Kickoff times are in EDT.
May 29, 2012
Charleston 0-3 New York
  Charleston: Sanyang
  New York: Cooper 14', Pearce 41', Lade 70'
June 5, 2012
Harrisburg 3-1 New York
  Harrisburg: Touray 13', 94', Duckett, Welker, Pelletier, Basso, Noble, Mkosana 117'
  New York: Lade 58', Arteaga, Holgersson

== Miscellany ==

=== Allocation ranking ===
New York is in the #11 position in the MLS Allocation Ranking. The allocation ranking is the mechanism used to determine which MLS club has first priority to acquire a U.S. National Team player who signs with MLS after playing abroad, or a former MLS player who returns to the league after having gone to a club abroad for a transfer fee. A ranking can be traded, provided that part of the compensation received in return is another club's ranking.

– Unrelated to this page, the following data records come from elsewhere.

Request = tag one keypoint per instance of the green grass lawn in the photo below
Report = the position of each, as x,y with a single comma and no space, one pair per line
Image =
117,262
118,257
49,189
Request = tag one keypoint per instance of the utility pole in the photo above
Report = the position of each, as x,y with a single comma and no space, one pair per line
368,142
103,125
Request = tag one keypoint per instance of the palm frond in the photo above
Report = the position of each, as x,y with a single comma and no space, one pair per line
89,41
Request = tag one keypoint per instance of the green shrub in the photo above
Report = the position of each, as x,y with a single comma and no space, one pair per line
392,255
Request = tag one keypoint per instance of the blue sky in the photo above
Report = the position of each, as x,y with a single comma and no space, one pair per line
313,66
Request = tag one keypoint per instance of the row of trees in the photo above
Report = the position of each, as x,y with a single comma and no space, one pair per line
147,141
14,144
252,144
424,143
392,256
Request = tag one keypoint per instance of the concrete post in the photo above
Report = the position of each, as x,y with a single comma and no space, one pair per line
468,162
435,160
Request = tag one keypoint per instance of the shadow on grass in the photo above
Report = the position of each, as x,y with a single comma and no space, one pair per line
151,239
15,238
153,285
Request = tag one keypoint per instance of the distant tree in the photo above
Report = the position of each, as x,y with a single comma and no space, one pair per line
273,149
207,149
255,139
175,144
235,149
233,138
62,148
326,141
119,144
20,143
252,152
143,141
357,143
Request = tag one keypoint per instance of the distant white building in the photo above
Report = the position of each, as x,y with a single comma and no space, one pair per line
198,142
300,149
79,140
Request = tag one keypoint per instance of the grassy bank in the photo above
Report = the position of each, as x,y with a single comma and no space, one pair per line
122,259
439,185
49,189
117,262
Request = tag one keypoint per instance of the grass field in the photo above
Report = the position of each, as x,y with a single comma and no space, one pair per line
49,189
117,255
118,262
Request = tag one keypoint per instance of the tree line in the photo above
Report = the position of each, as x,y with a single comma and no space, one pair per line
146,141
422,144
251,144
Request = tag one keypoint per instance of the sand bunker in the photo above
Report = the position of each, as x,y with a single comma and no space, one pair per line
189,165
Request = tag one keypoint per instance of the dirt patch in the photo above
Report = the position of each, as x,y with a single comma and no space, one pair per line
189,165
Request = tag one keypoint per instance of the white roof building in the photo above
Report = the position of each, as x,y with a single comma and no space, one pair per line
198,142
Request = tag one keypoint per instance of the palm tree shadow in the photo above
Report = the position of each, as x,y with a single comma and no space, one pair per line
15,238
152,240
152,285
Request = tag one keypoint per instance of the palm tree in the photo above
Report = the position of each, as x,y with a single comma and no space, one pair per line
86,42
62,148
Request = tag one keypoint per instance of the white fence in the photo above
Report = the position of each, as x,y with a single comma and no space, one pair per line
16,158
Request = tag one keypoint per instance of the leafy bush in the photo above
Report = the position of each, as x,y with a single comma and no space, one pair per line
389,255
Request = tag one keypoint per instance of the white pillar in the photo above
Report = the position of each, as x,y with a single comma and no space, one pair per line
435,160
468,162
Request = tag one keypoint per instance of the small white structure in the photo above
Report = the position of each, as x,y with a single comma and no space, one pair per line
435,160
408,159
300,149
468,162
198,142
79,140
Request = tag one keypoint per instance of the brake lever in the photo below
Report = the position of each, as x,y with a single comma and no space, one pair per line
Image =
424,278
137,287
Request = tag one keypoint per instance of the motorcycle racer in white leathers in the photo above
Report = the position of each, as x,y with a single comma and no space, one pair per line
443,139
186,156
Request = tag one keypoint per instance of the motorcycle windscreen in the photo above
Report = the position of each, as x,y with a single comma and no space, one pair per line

=== International roster spots ===
It is believed that New York has 11 MLS International Roster Slots for use in the 2012 season. It is believed the three extra slots that New York possesses were acquired from the Houston Dynamo franchise (then based in San Jose) in January 2005 in exchange for Ricardo Clark, again from Houston in March 2009, and from Colorado Rapids in the September 2010 Macoumba Kandji trade. The trade of this spot was not included in the press release.

=== Future draft pick trades ===
Future picks acquired: *2013 MLS SuperDraft conditional draft pick from San Jose Earthquakes; *Unspecified year conditional draft pick from Toronto FC.

Future picks traded: *2013 MLS SuperDraft Round 1 to Portland Timbers; *2013 MLS SuperDraft Round 2 to Sporting Kansas City; *2014 MLS Supplemental Draft Round 2 pick to Los Angeles Galaxy.